I have five brothers, four living. My younger brother David was killed in a motorcycle accident thirty years ago this week. Thirty years. And I still think of him.
David was probably the most witty and clever of the bunch. Even as a young child he had the most developed sense of humor. Most of my memories of him are in moments of levity.
Back in about 1964 our oldest brother bought a 1956 Chevy and immediately began the process of installing a new engine/motor/power train – whatever you call those things. He ordered a ‘short block six cylinder from the Montgomery Wards Catalog.’ In the true spirit of hillbillies, the gang assembled for the installation. The gang of shade tree mechanics included my father, an uncle, an old friend of my father, and my oldest brother. They rented a hoist to lift the engine and went to work in the open space of our back yard – guided by the spirit of hillbilly logic.
I think I was about fourteen, David was nine. He and I watched the process of building an automobile engine literally from the ground up. Those were days of mechanical adjustments to engine performance. Little screws on the carburetor were adjusted for the proper fuel and air mixture. Proper adjustment was determined by skilled ears, listening to the puttering of the engine, then adjusting either air or fuel to ‘tune up the engine.’
When the hard manual labor was complete the moment of truth was at hand. They turned the ignition switch and the engine sputtered to life – the time of adjustment was at hand. David was always curious. He put his hands on the front fender and studied the gurgling engine. As he looked back at us he realized the moment of humor was at hand. David stood back, his right hand on the fender, and began shaking in rhythm to the jerking motion of a newborn, un-tuned engine.
Another younger brother and I were hee-hawing at the visible physical humor – but the humor was lost on the shade tree mechanics – they did not think David was very funny. It was time for us young’uns to exit the yard – or risk the wrath of who-knows-what.
David grew up and joined the Navy in what the military refers to as the ‘Vietnam Era.’ At least – that is what it says on his military paid for headstone. I think he served on the USS Forestall, with one tour of duty in the Mediterranean. When he left the Navy he bought a motorcycle and toured the East Coast, settling in Key West, Florida, with other lost souls. They partied on the coastal beaches, smoking marijuana and drinking beer, a traditional military program of reintroduction to civilian life.
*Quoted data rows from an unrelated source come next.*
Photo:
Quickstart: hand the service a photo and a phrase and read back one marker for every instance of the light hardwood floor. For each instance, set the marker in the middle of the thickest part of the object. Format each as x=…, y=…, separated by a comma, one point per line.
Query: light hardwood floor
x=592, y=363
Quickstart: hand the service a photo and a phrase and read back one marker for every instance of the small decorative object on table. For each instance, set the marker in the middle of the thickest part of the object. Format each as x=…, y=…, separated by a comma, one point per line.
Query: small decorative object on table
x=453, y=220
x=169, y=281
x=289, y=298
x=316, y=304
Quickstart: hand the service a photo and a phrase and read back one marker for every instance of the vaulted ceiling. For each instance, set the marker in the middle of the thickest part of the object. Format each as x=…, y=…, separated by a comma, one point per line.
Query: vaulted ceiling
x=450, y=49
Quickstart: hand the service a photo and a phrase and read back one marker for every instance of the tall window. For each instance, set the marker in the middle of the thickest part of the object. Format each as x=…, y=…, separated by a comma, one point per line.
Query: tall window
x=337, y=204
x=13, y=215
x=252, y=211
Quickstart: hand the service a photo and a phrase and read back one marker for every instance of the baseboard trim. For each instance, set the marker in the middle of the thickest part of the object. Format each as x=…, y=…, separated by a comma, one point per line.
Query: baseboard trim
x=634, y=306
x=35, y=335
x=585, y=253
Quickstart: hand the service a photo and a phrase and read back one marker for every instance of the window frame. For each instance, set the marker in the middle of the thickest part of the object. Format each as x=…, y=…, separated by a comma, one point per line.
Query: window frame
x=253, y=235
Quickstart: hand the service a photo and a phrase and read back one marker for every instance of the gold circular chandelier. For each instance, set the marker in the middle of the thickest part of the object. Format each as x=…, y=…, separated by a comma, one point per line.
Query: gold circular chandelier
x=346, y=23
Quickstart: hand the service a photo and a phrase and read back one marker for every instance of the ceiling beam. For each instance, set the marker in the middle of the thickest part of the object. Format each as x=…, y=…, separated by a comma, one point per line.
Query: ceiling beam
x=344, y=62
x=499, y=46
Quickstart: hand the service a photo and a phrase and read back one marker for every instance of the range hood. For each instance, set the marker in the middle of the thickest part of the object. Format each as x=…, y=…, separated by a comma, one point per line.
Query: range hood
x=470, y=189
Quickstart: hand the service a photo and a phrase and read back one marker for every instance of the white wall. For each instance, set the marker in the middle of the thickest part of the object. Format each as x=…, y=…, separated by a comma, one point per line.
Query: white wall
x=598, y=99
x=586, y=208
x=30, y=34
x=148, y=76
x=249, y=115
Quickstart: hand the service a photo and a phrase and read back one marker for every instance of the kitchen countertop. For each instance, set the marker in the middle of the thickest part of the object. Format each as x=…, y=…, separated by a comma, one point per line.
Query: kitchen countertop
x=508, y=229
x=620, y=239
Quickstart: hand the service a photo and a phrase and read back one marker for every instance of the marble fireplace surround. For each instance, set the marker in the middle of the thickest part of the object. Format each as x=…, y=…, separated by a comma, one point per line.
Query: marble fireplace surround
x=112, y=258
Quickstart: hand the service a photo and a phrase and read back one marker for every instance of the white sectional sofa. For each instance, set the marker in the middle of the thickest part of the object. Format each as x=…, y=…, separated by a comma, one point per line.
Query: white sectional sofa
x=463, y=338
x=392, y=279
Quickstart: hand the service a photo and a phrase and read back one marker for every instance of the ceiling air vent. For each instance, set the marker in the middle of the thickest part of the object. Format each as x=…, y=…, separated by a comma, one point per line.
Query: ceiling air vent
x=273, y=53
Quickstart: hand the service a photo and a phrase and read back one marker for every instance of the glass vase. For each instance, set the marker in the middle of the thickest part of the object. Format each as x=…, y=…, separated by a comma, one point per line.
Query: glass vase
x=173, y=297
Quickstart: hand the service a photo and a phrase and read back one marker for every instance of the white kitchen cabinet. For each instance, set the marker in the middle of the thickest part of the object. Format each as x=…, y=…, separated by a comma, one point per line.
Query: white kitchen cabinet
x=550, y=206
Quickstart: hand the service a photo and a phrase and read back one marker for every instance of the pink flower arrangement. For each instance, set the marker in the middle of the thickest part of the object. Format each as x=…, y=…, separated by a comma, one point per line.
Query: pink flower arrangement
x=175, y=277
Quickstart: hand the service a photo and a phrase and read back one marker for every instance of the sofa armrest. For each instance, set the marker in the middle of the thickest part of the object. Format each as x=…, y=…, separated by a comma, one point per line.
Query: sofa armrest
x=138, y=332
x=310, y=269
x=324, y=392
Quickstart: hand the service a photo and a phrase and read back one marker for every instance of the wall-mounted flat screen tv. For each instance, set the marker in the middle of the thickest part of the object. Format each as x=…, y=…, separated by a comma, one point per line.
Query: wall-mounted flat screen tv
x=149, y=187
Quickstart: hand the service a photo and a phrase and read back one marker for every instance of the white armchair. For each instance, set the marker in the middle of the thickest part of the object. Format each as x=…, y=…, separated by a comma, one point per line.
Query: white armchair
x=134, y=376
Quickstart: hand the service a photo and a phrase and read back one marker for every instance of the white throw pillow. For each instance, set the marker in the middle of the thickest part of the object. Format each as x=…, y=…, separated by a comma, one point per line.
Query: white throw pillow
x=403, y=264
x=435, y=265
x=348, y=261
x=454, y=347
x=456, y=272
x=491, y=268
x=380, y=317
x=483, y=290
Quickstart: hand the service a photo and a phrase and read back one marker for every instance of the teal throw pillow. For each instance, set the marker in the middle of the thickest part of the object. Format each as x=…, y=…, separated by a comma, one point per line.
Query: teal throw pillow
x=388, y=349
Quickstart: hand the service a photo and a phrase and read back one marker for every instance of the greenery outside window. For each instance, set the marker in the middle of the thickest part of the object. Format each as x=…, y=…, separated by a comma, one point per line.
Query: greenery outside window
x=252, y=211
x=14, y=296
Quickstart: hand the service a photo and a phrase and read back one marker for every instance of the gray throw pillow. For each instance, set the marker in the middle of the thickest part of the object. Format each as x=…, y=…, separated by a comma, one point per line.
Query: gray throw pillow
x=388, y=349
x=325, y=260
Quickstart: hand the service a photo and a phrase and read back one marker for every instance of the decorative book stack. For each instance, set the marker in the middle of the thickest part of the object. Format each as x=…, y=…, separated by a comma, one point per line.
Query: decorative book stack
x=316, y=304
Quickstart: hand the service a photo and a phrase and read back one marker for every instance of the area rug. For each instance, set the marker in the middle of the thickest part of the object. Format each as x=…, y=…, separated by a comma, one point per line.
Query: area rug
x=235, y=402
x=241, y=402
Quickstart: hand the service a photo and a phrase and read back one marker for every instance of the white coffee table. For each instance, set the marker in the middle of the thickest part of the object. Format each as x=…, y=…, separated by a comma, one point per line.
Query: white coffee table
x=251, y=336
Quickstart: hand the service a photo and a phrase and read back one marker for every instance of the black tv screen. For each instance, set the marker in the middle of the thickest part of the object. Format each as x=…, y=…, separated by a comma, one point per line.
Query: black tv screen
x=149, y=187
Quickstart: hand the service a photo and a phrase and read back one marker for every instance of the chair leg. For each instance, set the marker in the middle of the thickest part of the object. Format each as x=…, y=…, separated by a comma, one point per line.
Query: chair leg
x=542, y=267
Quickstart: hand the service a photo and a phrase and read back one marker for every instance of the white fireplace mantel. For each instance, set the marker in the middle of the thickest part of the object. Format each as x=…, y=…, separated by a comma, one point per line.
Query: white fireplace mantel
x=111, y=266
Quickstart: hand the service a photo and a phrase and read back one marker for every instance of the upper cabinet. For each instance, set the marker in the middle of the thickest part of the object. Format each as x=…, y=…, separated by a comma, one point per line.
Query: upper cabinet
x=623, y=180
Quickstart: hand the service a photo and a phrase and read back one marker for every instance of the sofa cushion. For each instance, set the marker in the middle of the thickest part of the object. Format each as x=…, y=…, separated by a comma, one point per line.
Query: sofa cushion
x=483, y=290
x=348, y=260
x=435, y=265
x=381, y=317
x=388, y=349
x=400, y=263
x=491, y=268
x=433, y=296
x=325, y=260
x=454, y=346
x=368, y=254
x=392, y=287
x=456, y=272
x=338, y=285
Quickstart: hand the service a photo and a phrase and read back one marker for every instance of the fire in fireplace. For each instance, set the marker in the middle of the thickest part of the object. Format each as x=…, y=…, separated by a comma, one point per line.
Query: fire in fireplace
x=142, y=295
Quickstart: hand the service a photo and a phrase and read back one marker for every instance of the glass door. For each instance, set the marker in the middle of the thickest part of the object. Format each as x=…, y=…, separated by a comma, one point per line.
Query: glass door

It was on the causeway of the Florida Keys that David’s motorcycle hit a bridge. There was never a clear explanation of what happened. The only witness was a girl riding with him – and she was not clear in her evaluation of the circumstances. The cause makes no difference today.
Grief lives on.
My parents have been married for sixty-three years. Many family pictures were on display at their sixtieth wedding celebration in the social room of their church. The pictures were arranged chronologically along several tables. I walked along, studying the pictorial history. About a third of the way through the progression David ceased to exist in the pictures. All of the rest of us married, had children, careers, homes, lives.
I cannot help but wonder what David’s life would have been. I am certain of only this – my life would have been better if he had been around.
At the very least, I would have had many more laughs.
P.S. I should mention that we had one sister.